November 4, 2018 12:12:28 AM
"What are these politicians going to do for us?"
A guy in Texas asked that question a few weeks back on "Full Frontal with Samantha Bee," by way of explaining why he won't be voting in the most important midterm election in modern American history. His words have been playing on an endless loop in my head ever since. You'll seldom hear electoral apathy, ignorance and cynicism more concisely illustrated.
Moreover, he reflects an understanding of politics as solely a transactional process: Vote for this, get that. But for however much casting a ballot is a way to get, it is also, and perhaps even more so, a way to say. One thinks of Norman Rockwell's famous "Four Freedoms" painting of an ordinary guy standing up in a public meeting to speak his piece. That's what voting is.
If the evocation of that image seems corny, that's OK. We could use a little corniness just now, could do with a sentimental nod to the foundation stones we claim to cherish: liberty, justice, equality, decency, democracy, compassion and all that other old-fashioned hokum. Because here's the thing:
We could lose it all. We could lose our country here.
Maybe you think that's alarmist. But anyone who is sanguine about America's future has not been paying attention to America's present.

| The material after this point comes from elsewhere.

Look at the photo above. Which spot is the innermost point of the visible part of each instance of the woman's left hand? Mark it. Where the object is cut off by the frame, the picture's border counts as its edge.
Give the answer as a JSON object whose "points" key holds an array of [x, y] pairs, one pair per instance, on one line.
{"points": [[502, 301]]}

Let's take an episode from last week as an instructive example. As you will recall, our regrettable president claimed the power, at his sole discretion, to overturn the 14th Amendment to the U.S. Constitution, which is patently absurd. That's not the way America works. A president cannot declare some part of the Constitution - the Constitution! - null and void on his authority. Only dictators can do that.
But if this guy thinks he has that power, what else might he think he can do? Knowing him as we do, is it far-fetched to imagine a scenario where he gins up some fake crisis in 2020 and uses it to postpone the election? Or is it inconceivable that, having lost that election, he refuses to surrender power, claiming the process was "rigged"?
So yes, we could, indeed, lose our country here. And not just because of him, but also because of us -- how he has changed us.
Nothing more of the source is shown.